N always snapped at his girlfriend. Or ridiculed her to her face. She, too, was much younger than he was, but no more than twenty years or so — not nearly as big a difference as between M and herself. Unlike most writers’ wives, N’s girlfriend also did something herself, though Ana could never remember exactly what. Something with websites, she thought. Something that required no skills.
And then you had C, who was somewhere in his eighties too by now but tried to wear his seniority as boyishly as possible, like a pair of worn-out sneakers, ripped jeans, and safety pins; he liked to be seen in recalcitrant clothing: no sport coat, let alone a tuxedo; just a T-shirt with V-neck that revealed a landscape of sagging sinews, razor burns, and three or four snow-white chest hairs. Halfway through this landscape, which shifted from red to dark purple on its way down, C’s Adam’s apple looked as though it were trying to break out through the skin, like an oversized prey — a marmot, a rabbit — that has been gulped down by an overly rapacious python and become stuck in its gullet.

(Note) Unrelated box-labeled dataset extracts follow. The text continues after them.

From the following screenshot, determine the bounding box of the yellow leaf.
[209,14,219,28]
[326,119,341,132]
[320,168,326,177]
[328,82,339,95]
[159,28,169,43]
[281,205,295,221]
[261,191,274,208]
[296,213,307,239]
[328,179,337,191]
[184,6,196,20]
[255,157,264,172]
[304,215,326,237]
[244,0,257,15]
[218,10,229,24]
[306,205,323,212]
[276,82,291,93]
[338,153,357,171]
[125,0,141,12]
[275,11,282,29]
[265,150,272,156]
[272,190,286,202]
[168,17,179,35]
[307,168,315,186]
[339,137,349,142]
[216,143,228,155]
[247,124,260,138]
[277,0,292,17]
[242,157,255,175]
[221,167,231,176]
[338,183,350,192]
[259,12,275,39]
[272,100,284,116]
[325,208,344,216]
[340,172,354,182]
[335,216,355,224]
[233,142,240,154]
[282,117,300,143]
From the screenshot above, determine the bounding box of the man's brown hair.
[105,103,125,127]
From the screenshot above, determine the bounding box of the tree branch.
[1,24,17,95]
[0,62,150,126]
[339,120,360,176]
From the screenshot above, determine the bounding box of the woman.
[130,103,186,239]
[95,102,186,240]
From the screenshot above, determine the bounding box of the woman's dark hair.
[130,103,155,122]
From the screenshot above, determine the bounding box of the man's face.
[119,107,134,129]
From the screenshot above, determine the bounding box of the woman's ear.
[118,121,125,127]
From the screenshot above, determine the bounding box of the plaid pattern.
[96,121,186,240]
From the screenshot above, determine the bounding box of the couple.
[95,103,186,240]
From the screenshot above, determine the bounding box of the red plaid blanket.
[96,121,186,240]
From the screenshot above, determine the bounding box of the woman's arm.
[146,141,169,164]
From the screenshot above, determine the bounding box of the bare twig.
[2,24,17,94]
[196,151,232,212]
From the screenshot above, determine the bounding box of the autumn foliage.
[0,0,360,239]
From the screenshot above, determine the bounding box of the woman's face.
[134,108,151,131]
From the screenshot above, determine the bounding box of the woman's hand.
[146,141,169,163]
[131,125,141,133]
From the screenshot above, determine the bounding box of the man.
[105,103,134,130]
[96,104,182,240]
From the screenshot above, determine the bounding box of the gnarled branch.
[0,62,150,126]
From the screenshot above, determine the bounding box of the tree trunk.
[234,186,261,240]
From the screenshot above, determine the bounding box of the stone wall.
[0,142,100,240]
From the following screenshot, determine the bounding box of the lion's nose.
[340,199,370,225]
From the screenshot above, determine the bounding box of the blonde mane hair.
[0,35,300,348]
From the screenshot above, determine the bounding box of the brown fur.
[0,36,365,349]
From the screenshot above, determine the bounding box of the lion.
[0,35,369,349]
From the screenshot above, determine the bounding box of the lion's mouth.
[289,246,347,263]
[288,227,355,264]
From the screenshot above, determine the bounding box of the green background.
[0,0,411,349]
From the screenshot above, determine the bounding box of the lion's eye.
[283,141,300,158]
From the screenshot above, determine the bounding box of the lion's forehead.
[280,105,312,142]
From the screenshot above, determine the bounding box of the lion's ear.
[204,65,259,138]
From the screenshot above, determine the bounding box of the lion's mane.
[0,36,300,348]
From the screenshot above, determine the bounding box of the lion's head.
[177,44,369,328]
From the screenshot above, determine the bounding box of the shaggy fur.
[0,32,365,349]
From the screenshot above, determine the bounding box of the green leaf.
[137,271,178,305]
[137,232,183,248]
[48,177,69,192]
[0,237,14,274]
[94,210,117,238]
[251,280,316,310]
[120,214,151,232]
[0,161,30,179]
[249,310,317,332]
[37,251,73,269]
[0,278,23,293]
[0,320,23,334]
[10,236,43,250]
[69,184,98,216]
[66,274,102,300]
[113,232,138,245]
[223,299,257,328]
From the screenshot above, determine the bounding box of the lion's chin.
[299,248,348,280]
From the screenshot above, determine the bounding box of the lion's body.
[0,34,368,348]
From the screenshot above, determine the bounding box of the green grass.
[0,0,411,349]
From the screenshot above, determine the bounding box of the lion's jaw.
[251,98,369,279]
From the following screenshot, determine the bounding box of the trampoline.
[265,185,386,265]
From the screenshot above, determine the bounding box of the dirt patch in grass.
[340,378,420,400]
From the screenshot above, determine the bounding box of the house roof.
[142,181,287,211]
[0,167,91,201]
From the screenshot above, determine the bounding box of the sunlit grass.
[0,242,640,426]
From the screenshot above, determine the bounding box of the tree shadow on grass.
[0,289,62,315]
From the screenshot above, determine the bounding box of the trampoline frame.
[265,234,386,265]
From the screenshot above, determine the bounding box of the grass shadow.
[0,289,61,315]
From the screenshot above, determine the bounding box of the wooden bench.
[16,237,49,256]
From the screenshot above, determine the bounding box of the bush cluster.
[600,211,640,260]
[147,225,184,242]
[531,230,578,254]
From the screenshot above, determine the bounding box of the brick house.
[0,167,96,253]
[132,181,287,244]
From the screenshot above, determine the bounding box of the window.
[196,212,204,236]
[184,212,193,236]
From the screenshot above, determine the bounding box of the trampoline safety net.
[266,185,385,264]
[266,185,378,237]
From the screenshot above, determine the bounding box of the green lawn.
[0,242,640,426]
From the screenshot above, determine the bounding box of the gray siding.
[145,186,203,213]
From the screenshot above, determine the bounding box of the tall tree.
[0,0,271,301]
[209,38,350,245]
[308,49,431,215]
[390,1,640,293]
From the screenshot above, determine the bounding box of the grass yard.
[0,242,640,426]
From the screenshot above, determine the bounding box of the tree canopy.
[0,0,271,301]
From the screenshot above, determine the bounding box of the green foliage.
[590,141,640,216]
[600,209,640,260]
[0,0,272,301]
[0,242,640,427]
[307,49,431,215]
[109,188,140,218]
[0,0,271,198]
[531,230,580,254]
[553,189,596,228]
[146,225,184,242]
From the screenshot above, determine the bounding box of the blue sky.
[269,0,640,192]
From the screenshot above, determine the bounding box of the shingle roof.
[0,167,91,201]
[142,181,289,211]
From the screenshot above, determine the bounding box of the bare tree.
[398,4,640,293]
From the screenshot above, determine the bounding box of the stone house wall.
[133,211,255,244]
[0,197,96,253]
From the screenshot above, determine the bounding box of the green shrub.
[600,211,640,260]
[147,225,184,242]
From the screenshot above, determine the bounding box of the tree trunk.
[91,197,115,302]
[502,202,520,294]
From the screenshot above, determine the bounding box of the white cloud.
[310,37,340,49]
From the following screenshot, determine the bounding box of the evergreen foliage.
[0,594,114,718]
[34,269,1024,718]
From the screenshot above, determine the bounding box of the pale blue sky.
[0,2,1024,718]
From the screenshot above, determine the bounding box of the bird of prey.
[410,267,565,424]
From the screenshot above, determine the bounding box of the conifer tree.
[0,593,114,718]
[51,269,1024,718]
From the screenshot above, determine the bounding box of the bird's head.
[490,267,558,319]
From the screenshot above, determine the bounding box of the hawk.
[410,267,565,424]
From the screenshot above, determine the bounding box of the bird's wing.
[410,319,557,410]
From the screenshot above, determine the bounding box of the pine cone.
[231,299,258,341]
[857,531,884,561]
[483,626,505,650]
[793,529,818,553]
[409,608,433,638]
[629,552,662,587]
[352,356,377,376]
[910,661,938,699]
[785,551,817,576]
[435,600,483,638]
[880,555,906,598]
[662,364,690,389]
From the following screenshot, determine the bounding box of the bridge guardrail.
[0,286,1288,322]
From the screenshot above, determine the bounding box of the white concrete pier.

Behind the lenses of his spectacles his dilated pupils floated in the whites of eyes that were no longer completely white, trashed as they were by any number of broken capillaries; they reminded her most of some raw dish, something on a half shell, an oyster, something you had to slurp down without looking.
And each and every one of the old writers looked at her, Ana, like children waiting for their favorite dessert at a birthday party. N literally licked his lips, he didn’t care that his girlfriend was standing beside him, when they said hello he first kissed her on each cheek, then let the third and final kiss land just a little too close to the corner of her lips, almost as though by accident. But it was no accident. Meanwhile he did something with his fingers, something right above her buttocks, his thick fingertips pressed softly against the spot where the zipper of her dress started, right over her tailbone, then slipped down a fraction of an inch.
“You’re looking lovely as always, Ana,” he said. Then he stepped back: before letting her go completely, his hand slid to the front, by way of her buttock and hip to her abdomen, before he pulled it back. “We should go for coffee sometime. Just the two of us. Sometime when M is traveling abroad.” This latter remark was always accompanied by a big wink, he wanted to be sure she saw it only as a compliment and not a serious come-on, but his eyes traveled downward right away, resting on her lips for a few moments before descending further, to her breasts. “No, really, if I didn’t have Liliane, I know what I’d be doing,” he said — and this time he didn’t wink.